Understanding Compilation in Linux/GCC

In Linux the gcc works as follows

1. Preprocessing stage --> gcc -E file_name -o ouput_file.i or gcc -E -v file_name -o output_file.i

2. translation process ---> gcc -S -v file_name.i -o output_file.s (generates assembly equivalent instructions in output_file.s)

3. compilation stage ---> gcc -c -v file_name.s -o output_file.o (generates relocatable object code/raw binary code) here the assembler in the GCC tool kit is invoked by the '-c' flag (This code is not directly executable).

4. linking process--> gcc file_name.o -o output_file The linker here produces the executable i.e. relocatable object code to executable binary.

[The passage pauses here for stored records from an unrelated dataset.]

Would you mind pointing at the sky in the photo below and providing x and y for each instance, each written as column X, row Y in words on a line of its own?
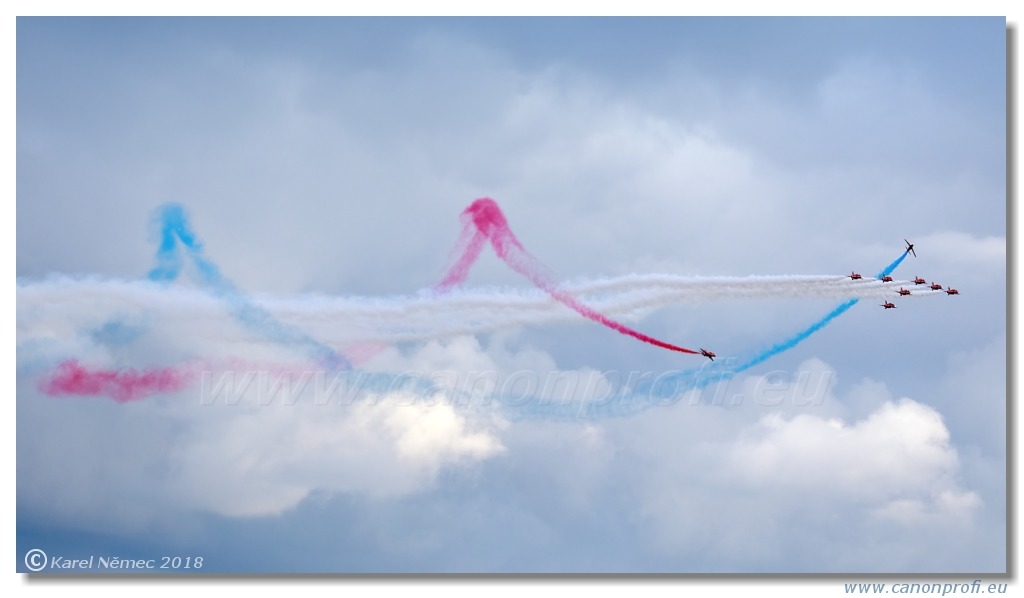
column 324, row 164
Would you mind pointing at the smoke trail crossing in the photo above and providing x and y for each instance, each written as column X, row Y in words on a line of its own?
column 175, row 231
column 486, row 217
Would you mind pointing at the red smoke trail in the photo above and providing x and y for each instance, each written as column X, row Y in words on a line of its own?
column 121, row 385
column 489, row 222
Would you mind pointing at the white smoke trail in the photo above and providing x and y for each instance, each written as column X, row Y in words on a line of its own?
column 59, row 306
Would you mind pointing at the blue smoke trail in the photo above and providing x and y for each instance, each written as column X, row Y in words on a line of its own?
column 174, row 229
column 669, row 387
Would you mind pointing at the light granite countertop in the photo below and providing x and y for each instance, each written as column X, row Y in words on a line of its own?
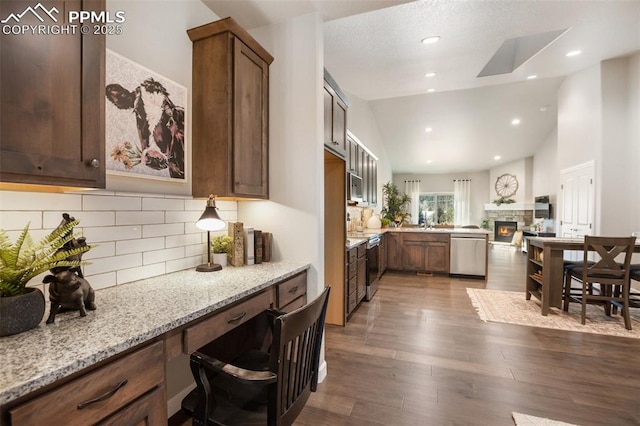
column 126, row 316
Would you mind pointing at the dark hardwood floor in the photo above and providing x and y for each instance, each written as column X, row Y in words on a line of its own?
column 418, row 354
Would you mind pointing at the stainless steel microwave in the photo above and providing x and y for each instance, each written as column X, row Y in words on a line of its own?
column 355, row 188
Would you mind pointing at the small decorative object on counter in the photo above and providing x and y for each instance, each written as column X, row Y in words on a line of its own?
column 67, row 287
column 266, row 246
column 22, row 307
column 236, row 232
column 374, row 222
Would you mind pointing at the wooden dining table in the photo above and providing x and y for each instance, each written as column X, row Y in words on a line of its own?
column 545, row 268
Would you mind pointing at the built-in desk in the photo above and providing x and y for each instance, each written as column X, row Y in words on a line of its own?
column 545, row 268
column 54, row 369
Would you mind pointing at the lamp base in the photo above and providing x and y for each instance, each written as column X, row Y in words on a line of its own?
column 208, row 267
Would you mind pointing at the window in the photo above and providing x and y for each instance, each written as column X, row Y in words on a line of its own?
column 436, row 209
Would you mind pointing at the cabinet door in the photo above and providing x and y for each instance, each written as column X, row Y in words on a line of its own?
column 394, row 250
column 335, row 119
column 251, row 124
column 437, row 257
column 52, row 103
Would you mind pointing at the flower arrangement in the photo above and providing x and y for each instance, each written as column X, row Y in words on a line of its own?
column 221, row 244
column 23, row 260
column 127, row 153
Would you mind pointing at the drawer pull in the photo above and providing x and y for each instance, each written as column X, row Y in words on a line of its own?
column 237, row 317
column 104, row 396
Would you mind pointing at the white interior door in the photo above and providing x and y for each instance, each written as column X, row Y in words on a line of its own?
column 577, row 204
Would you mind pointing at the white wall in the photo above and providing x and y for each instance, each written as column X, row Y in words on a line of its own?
column 361, row 122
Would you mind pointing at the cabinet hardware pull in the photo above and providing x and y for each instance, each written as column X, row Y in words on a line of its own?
column 103, row 397
column 237, row 317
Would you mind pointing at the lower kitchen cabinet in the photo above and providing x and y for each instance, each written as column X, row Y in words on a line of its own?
column 129, row 390
column 355, row 276
column 418, row 251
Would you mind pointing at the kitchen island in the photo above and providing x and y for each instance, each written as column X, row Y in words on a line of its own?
column 156, row 319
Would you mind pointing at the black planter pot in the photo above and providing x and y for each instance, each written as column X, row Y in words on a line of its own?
column 21, row 313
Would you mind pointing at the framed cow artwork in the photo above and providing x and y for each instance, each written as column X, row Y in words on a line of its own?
column 145, row 122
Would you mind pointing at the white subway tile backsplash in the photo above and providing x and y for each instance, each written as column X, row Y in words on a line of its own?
column 104, row 249
column 139, row 273
column 115, row 263
column 182, row 240
column 100, row 202
column 111, row 233
column 139, row 245
column 182, row 216
column 139, row 218
column 160, row 230
column 157, row 256
column 184, row 263
column 195, row 250
column 99, row 281
column 162, row 204
column 87, row 219
column 16, row 221
column 30, row 201
column 135, row 235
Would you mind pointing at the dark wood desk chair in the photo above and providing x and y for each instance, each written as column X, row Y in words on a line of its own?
column 262, row 387
column 601, row 278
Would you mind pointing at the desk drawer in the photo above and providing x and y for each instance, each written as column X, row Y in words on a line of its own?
column 142, row 370
column 291, row 289
column 220, row 323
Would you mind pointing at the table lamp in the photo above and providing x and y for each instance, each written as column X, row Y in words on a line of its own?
column 210, row 221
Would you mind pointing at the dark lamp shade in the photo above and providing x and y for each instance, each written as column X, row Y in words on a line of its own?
column 210, row 221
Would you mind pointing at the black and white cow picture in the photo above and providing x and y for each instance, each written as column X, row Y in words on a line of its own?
column 160, row 124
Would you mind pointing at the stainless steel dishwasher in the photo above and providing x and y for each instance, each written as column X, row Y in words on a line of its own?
column 468, row 255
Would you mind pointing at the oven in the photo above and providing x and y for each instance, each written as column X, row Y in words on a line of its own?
column 373, row 269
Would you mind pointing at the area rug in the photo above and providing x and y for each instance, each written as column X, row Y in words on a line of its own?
column 527, row 420
column 511, row 307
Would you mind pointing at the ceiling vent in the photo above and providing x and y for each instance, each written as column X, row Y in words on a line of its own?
column 516, row 51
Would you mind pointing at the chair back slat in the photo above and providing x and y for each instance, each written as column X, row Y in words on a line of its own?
column 295, row 357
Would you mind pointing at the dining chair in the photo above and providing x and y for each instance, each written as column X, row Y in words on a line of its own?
column 604, row 281
column 262, row 387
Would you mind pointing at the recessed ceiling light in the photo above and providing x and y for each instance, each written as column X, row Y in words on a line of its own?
column 430, row 40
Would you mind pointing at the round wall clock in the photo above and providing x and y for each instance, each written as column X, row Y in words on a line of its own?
column 506, row 185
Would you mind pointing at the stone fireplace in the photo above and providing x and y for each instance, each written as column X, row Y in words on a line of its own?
column 519, row 213
column 504, row 230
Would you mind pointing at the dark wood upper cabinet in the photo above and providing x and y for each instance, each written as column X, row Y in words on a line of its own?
column 52, row 101
column 230, row 133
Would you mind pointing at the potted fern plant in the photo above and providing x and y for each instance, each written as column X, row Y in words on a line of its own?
column 395, row 208
column 22, row 307
column 221, row 246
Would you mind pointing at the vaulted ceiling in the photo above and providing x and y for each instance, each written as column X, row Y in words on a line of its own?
column 374, row 50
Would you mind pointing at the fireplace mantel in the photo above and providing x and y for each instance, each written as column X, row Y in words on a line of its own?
column 516, row 206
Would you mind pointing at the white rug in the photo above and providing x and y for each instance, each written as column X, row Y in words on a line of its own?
column 511, row 307
column 527, row 420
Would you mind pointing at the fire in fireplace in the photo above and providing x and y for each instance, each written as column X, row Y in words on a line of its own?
column 503, row 231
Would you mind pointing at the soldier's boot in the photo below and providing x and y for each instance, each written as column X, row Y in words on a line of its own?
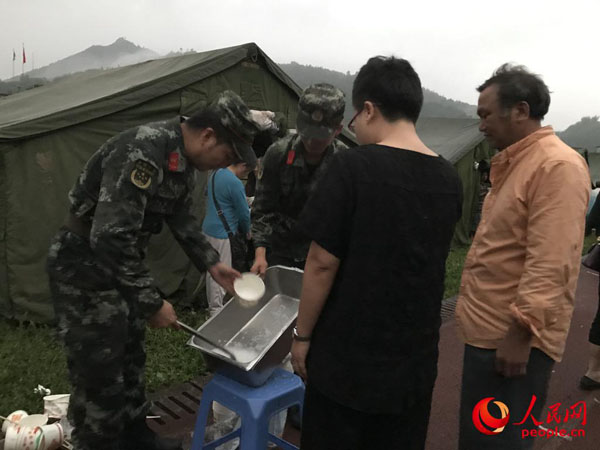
column 591, row 380
column 139, row 437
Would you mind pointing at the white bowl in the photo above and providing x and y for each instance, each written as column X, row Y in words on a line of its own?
column 13, row 418
column 249, row 287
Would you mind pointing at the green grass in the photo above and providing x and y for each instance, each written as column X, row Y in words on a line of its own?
column 454, row 266
column 30, row 355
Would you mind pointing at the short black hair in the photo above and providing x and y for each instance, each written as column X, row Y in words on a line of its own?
column 208, row 117
column 392, row 84
column 516, row 84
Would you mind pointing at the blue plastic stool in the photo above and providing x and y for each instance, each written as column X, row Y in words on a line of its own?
column 255, row 406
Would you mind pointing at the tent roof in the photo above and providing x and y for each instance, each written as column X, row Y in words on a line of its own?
column 97, row 93
column 449, row 137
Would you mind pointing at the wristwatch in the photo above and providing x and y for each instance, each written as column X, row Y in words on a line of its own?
column 299, row 338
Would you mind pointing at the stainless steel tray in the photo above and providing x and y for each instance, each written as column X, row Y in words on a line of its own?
column 259, row 336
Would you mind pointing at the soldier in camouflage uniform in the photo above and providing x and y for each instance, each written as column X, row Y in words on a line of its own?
column 102, row 291
column 289, row 173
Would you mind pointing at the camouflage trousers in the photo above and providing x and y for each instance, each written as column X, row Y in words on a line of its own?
column 104, row 339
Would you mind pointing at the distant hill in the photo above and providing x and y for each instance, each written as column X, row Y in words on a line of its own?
column 584, row 134
column 434, row 105
column 119, row 53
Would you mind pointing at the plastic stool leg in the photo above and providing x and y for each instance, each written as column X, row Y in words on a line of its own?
column 201, row 420
column 254, row 431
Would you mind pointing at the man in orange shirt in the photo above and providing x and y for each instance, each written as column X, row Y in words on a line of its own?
column 517, row 290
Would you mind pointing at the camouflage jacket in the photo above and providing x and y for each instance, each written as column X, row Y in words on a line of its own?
column 284, row 185
column 132, row 184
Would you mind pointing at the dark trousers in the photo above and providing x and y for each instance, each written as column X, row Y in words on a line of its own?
column 480, row 380
column 328, row 425
column 595, row 330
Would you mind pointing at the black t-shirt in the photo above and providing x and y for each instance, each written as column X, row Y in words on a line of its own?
column 388, row 214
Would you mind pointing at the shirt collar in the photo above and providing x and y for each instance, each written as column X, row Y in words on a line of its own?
column 298, row 146
column 518, row 147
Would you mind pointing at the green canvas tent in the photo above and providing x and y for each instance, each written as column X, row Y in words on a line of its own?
column 463, row 145
column 48, row 133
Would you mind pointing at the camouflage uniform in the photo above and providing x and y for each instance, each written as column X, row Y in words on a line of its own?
column 102, row 291
column 284, row 185
column 285, row 180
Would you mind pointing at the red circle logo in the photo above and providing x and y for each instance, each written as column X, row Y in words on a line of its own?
column 485, row 422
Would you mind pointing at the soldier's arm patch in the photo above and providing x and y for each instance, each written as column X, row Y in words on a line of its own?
column 142, row 174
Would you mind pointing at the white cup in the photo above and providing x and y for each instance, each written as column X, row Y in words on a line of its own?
column 53, row 437
column 34, row 421
column 56, row 406
column 12, row 437
column 27, row 438
column 13, row 418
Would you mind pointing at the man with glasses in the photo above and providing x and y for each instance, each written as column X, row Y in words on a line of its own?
column 103, row 292
column 380, row 222
column 289, row 172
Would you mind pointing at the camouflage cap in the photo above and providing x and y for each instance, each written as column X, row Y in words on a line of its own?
column 320, row 111
column 237, row 120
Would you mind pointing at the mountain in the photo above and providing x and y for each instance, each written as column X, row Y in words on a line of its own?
column 434, row 104
column 584, row 134
column 119, row 53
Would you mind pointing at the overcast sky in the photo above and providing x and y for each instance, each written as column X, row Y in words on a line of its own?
column 453, row 45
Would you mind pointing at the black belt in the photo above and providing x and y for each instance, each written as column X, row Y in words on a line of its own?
column 78, row 226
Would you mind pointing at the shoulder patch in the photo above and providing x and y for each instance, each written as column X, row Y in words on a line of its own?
column 142, row 174
column 259, row 169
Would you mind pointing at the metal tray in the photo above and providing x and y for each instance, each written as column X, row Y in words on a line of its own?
column 259, row 336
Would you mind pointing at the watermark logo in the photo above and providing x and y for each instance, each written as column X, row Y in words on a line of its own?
column 490, row 425
column 485, row 422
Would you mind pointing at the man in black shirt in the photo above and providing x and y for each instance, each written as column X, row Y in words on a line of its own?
column 381, row 221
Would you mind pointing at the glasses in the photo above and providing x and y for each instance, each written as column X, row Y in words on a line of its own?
column 351, row 123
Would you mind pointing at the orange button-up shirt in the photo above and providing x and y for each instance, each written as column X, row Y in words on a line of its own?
column 525, row 257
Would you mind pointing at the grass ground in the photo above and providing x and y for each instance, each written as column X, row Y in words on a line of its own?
column 30, row 355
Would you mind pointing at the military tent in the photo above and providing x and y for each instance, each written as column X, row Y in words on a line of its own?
column 463, row 145
column 48, row 133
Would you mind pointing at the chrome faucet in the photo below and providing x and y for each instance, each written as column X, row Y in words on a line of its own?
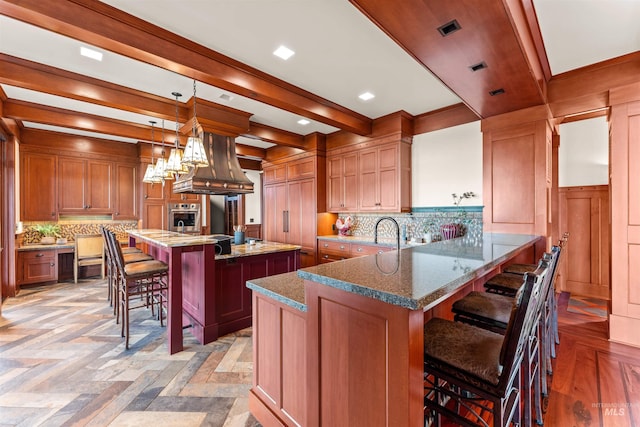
column 375, row 231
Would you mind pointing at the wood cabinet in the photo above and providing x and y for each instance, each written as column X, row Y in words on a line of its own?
column 370, row 177
column 38, row 187
column 37, row 266
column 342, row 183
column 84, row 185
column 126, row 185
column 290, row 205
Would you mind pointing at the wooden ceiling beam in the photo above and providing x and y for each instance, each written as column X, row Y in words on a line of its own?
column 30, row 112
column 104, row 26
column 43, row 78
column 276, row 136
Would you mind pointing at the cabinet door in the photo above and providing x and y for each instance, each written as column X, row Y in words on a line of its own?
column 99, row 185
column 71, row 185
column 38, row 194
column 275, row 207
column 38, row 266
column 368, row 185
column 342, row 183
column 388, row 178
column 154, row 216
column 125, row 192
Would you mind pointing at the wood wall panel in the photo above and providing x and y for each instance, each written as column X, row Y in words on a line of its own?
column 518, row 174
column 513, row 180
column 584, row 213
column 624, row 321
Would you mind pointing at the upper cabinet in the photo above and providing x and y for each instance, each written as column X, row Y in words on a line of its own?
column 370, row 177
column 70, row 176
column 85, row 186
column 38, row 187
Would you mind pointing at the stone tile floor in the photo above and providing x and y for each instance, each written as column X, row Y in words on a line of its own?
column 63, row 363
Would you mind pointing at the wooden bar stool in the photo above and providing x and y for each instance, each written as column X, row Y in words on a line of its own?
column 491, row 311
column 146, row 279
column 470, row 371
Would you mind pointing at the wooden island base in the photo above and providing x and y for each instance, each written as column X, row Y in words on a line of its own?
column 353, row 355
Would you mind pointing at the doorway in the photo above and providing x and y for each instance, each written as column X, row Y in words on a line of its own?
column 583, row 181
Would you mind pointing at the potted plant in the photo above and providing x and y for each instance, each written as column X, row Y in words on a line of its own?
column 49, row 233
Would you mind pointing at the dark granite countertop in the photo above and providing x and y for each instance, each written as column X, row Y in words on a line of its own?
column 416, row 278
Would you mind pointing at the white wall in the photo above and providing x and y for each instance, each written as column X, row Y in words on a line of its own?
column 253, row 201
column 445, row 162
column 583, row 156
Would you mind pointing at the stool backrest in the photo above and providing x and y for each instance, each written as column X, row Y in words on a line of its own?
column 521, row 322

View contents of Relocatable/Executable object code

objdump -D file_name.o

objdump -D output_file (executable file)
_init-> Runs global constructors Initializes runtime state

_start -> True entry point of the programSets up Stack: argc/argv/envp and then Calls __libc_start_main

_fini -> release resources that are acquired during _init

Executable code = relocatable object code + run time code(OS specific)

Linker will generate executable code from relocatable Binary code.

C program/process memory layout

The diagram below shows the memory layout of a typical C’s process (Linux/Unix). The process load segments (corresponding to "text" and "data" in the diagram) at the process's base address.

1. The main stack is located just below and grows downwards. Any additional threads or function calls that are created will have their own stacks, located below the main stack. Each of the stack frames is separated by a guard page to detect stack overflows among stacks frame.
2. The heap is located above the process and grows upwards.
3. In the middle of the process's address space, there is a region is reserved for shared objects. When a new process is created, the process manager first maps the two segments from the executable into memory. It then decodes the program's ELF header. If the program header indicates that the executable was linked against a shared library, the process manager (PM) will extract the name of the dynamic interpreter from the program header. The dynamic interpreter points to a shared library that contains the runtime linker code.
4. The process manager will load this shared library in memory and will then pass control to the runtime linker code in this library.